Recovering the concepts of peace and civility
The term ‘civil society’ seems to have lost the civilising connotations of ancient and Enlightenment meanings. It tends to be defined as a ‘third sector’, between the market and the state, and is often subsumed into emerging globalising concepts like ‘governance’. Increasingly, it is being judged by criteria of efficiency and competitiveness that match the measures of success in business. And it is often considered desirable to bring civil society into partnership with the state, although it is not clear whether this will help to ‘civilise’ the state, or whether civil society will be co-opted by governmental policies and decisions that are far from being ‘civilised’.
Top-down views of the functions of civil society include three broad perspectives that have become prominent in recent years. First, NGOs have become part of new public management and mixed ‘economies of welfare’ that involve public and private providers. New public management approaches see NGOs as closely linked to welfare state reform or welfare state alternatives. Second, civil society is seen as central to ‘civil society-social capital’ approaches, specifically the neo-Tocquevillian emphasis on the nexus between social capital and participation in voluntary associations of many kinds. Third, from a wider social accountability perspective, civil society is an instrument for achieving greater transparency, heightened accountability and improved governance of public institutions. The ‘other genealogy’ of civil society, that which describes its functions in terms of counter-hegemony and contestation (Howell and Pearce 2002: 31-38; Kaldor 2003), is left firmly out of the picture.
Government reform and civil society: the risk of instrumentalisation
Not all encounters between civil society and the state are dramatic tales of miraculous victory or bloody defeat. Global civil society also faces more conventional risks, such as being instrumentalised by governments and international organisations. For example, heads of state at the Sixth Global Forum in Reinventing Government, held in Seoul, 23–27 May 2005, and attended by several thousand representatives from 140 countries, made repeated calls for governments to work with civil society in meeting the growing gap between social needs and public resources. In an address delivered by Undersecretary Moreno, Kofi Annan called for a global government-civil society consensus on development as part of a ‘system-wide exercise’; the Prime Minister of Korea stressed the link between civil society and governmental reform and accountability; the President of Brazil emphasised that civil society and engaged citizens were at the centre of policy action locally as well as globally; and leading government officials from countries and organisations as diverse as Tanzania, Thailand, Iran, Tajikistan, Tunisia, Italy, South Africa, the European Union and the OECD stressed the role of civil society in forging efficient systems of public-private partnerships in service delivery, the contribution of civil society to greater transparency and accountability, and greater social inclusion. While many scholars are beginning to problematise the idea of civil society as a panacea (Chandhoke 2005), diverse government leaders continue to be all the more enamoured of the concept.

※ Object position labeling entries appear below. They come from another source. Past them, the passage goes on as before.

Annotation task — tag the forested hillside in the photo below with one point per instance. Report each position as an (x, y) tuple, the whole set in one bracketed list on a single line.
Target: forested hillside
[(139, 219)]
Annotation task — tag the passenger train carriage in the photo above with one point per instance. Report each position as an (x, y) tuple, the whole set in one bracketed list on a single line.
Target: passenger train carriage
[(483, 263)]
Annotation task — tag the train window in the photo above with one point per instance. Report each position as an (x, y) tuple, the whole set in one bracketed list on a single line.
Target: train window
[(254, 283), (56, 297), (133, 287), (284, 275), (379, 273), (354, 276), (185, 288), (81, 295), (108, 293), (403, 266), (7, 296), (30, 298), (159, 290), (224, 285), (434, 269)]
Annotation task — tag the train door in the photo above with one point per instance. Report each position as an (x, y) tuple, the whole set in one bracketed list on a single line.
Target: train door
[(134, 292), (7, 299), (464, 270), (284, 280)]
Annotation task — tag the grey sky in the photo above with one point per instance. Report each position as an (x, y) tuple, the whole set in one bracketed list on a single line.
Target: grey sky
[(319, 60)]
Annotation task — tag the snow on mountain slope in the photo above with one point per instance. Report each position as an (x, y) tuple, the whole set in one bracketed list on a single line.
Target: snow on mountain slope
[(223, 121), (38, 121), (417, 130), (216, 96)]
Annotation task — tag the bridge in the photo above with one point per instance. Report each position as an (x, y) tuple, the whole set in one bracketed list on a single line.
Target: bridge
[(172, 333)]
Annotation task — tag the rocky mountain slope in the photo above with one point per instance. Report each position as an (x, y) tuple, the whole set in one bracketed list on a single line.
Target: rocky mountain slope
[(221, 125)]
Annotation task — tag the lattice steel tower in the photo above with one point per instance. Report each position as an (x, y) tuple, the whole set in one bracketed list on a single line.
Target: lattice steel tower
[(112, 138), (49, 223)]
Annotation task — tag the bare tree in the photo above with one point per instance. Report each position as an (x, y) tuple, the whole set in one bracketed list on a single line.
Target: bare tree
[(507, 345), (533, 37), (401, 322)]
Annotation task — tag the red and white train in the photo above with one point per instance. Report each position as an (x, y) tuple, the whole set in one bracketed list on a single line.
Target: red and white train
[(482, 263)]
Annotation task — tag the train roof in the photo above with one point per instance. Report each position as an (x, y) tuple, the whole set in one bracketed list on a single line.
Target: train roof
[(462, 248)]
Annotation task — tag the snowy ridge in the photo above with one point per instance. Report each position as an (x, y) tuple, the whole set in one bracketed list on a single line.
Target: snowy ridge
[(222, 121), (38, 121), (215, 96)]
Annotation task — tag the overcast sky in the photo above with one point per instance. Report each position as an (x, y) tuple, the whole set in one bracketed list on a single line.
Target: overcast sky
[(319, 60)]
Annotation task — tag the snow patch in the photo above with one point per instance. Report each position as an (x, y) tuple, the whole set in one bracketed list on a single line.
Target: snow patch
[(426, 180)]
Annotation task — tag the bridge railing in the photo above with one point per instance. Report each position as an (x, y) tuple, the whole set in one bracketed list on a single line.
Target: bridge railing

Developing a conceptual framework
In her insightful and novel analysis of the organisation of production, Diane Elson (1998: 5–6) argues cogently for a model of political economy that includes the domestic. Using a tripartite model of the private, public and domestic sectors, she demonstrates how the circuits of the market (through which goods, services, money and labour flow), of taxes and benefits (through which income transfers and public goods flow) and of communications (through which information, rumours, ideas, values and meanings flow) connect these sectors and channel the flows between them. At the same time the sectors feed into these channels. To illustrate, the market feeds commercial values through the communications network, the state transmits regulatory values, and the domestic feeds provisioning values. These values in turn can have positive as well as negative dimensions. Thus, the domestic sector may feed in values of caring and giving as well as of patriarchy (Elson 1998: 6).

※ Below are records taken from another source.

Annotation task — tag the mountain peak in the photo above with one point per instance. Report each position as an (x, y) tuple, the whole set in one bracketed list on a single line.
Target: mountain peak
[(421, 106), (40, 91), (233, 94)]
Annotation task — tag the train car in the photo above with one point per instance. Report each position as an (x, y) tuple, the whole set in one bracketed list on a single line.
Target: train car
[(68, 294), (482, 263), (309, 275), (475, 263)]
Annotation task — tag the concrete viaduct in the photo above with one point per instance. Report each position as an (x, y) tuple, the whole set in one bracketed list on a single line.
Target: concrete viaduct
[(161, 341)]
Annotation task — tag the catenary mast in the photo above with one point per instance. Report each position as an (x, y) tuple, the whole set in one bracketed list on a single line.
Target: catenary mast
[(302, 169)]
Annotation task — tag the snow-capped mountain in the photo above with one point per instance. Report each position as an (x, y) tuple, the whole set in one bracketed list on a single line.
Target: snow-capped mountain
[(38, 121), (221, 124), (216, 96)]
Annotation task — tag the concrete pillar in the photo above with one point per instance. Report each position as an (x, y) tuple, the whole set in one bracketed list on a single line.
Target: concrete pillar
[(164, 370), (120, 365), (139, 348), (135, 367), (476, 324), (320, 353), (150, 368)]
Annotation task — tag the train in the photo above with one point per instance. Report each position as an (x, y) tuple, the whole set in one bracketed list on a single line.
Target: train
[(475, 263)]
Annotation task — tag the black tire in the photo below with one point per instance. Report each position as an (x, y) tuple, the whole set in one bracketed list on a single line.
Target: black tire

A survey of European bilateral and multilateral democracy promotion policies from 2001–6 by the Fundacion Para Las Relaciones Internacionales y el Dialogo Exterior (FRIDE) also found that there was sufficient complexity and diversity to make it difficult to speak of ‘the European approach’ (Youngs 2006: 25, emphasis in original). Of the seven countries surveyed (Denmark, France, Germany, The Netherlands, Spain, Sweden and the UK), there was variation in the levels of ‘democracy-related competence’ and ‘manpower allocated specifically to democracy promotion responsibilities remained limited’, with Sweden having the most clearly articulated democracy promotion policies (Youngs 2006: 16–17). While various European bilateral donors, including the UK Department for International Development (DFID) and the Swedish International Development Co-operation Agency (SIDA), actively support and engage with civil society actors through their programmes, they tend to view democracy as a means by which to eliminate or overcome poverty (DFID URLa; URLb) or as a means for achieving peace, justice and human rights (SIDA 1997). Democracy is not discussed as a matter of principle or centrepiece of policy, as in the US context discussed above.